Speaking from first hand experience, I want to point this out so people understand the danger involved. Gasoline is very easy to ignite with an open flame (lighter or match) but hard to light with a smoldering ember (like a lit cigarette). if you pour it on something porous like a pile of brush or gravel, then the vapors that get retained in the pile add an explosive element. But even a puddle of gasoline in a metal can outside on a windy day is extremely easy to ignite. You can pour it over wet soil and it will ignite immediately if you throw a match at it. If its wet with straight gas, it will light, and possibly explode with a big whoomph if vapors are retained.
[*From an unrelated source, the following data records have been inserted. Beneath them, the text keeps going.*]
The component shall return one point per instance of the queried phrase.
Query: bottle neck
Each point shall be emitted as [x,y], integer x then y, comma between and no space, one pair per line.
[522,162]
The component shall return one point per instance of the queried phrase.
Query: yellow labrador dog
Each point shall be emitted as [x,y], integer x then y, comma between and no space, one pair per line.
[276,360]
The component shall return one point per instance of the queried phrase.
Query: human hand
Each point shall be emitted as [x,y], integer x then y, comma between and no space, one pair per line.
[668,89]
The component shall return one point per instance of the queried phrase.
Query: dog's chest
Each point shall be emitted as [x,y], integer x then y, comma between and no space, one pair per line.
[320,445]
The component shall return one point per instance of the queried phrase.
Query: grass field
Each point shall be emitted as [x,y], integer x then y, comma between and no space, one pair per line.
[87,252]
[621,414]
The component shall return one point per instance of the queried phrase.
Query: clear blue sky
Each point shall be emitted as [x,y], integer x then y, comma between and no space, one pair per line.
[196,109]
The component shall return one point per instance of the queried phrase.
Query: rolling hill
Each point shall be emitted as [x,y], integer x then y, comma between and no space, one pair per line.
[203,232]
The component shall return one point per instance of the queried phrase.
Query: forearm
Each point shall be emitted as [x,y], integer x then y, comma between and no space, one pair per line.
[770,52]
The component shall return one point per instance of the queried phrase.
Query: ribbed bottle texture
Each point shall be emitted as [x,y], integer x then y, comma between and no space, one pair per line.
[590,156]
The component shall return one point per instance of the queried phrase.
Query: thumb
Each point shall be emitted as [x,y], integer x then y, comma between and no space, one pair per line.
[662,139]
Take it seriously and respect it.
Kerosene, diesel fuel, and oil mixed gasoline are surprisingly hard to ignite unless they are poured over a wicking element like cardboard, fabric, or a fiberglass wick. Lighting a puddle of it requires a blow torch for a period of time to get the fluid up to the flash point.
If you are trying to start a bonfire with boyscout juice, never use straight gasoline. Mix it atleast 10:1 with oil or 5:1 with diesel to take the bite out of it, then it will light much more safely.
The fluid itself doesn't ignite, the vapors ignite.
Exactly, dousing something and then tossing your zippo at it when waking away doesn't work
With gasoline it would definitely work, as long as the flame on the zippo didn’t get blown out by throwing it. Gasoline is very volatile and it doesn’t take much time for the vapors to exist.
With the other fuels and mixtures like in that previous reply, yeah results will vary.
True, an open flame or an electrical spark will ignite the vapors.
Maybe she doesnt smoke. Chicks who never smoked seen to struggle with lighters a lot.